NEW YORK — French diagnostics firm BioMérieux on Monday posted a roughly 1 percent year-over-year decline in first quarter revenues on lower sales from its molecular biology and immunoassay offerings.
For the three-month period ended March 31, BioMérieux's revenues dropped to €837.1 million ($911.0 million) from €844.6 million in the first quarter of 2021. Revenues for the quarter declined roughly 4.5 percent at constant exchange rates and scope of consolidation.
Revenues for the company's clinical applications segment fell more than 2 percent in Q1 2022 on a reported basis to €703.7 million from €721.8 million the year before. Within that segment, molecular biology sales slipped nearly 2 percent to €319.0 million from €324.5 million as BioMérieux was unable to fulfill a backlog of orders for its BioFire respiratory panels due to the impact of COVID-19 on its workforce. The company noted that its installed base of BioFire systems increased by 500 during the first quarter, bringing the total installed base to about 22,500.

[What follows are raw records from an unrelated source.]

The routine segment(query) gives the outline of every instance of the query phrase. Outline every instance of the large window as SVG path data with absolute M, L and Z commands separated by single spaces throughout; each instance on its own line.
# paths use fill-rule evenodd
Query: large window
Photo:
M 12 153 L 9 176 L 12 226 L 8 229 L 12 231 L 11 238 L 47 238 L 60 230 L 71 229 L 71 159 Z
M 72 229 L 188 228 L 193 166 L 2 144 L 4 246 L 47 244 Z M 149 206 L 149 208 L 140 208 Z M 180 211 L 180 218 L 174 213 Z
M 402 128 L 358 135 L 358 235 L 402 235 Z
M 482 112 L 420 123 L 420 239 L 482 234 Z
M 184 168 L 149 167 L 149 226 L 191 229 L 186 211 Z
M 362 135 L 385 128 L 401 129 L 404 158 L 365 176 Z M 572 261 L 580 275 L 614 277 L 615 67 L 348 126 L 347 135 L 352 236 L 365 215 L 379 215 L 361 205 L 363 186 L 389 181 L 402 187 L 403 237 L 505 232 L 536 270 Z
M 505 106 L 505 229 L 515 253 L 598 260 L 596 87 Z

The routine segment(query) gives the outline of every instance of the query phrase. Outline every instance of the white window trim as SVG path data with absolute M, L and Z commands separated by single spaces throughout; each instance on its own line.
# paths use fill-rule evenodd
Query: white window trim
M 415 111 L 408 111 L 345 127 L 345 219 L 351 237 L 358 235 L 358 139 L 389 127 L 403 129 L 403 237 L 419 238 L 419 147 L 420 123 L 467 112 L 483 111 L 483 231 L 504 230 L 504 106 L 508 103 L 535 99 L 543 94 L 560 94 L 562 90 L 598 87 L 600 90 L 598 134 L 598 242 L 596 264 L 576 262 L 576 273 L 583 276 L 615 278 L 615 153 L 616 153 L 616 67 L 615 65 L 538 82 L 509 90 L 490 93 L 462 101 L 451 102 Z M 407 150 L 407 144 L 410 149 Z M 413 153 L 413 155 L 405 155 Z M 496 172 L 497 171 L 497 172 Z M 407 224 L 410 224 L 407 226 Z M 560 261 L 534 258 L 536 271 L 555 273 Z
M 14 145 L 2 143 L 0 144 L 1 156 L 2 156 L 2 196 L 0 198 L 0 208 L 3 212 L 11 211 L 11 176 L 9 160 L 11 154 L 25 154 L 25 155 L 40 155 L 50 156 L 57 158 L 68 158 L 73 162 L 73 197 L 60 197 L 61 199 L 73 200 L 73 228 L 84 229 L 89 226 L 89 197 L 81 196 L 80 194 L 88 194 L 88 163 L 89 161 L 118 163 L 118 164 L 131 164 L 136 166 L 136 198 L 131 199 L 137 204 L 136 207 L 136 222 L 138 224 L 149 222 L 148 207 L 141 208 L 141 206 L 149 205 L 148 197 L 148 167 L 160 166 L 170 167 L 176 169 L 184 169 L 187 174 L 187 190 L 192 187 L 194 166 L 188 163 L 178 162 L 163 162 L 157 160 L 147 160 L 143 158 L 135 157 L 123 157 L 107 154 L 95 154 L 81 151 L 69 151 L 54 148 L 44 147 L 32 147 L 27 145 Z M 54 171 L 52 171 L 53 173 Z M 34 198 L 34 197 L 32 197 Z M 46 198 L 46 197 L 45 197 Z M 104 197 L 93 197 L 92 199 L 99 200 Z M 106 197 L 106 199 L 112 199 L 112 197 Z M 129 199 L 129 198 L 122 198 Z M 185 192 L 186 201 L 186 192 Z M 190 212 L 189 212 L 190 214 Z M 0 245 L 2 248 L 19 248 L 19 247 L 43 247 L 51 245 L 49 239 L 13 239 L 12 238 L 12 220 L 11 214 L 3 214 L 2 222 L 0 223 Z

Also within clinical applications, microbiology sales were up 8 percent to €266.8 million from €247.4 million with strong demand for Vitek automated ID/AST and BACT/ALERT blood culture reagents, while revenues from immunoassays were down 13 percent to €104.5 million from €120.2 million on lower sales of COVID-19-related reagents and procalcitonin assays in the US.
Industrial application sales during the first quarter rose 9 percent year over year to €133.4 million from €122.8 million on strong reagent sales in the food and healthcare segments.
"In a continued highly uncertain business environment, our first quarter performance is aligned with our outlook," BioMérieux Chairman and CEO Alexandre Mérieux said in a statement. "Sales growth was particularly solid in both microbiology and industrial applications, and in line with our expectations on molecular biology and immunoassays."
BioMérieux said that its business outlook for 2022 remains unchanged from previous guidance of a 3 percent to 7 percent year-over-year sales decline to between €3.2 billion to €3.3 billion for the year.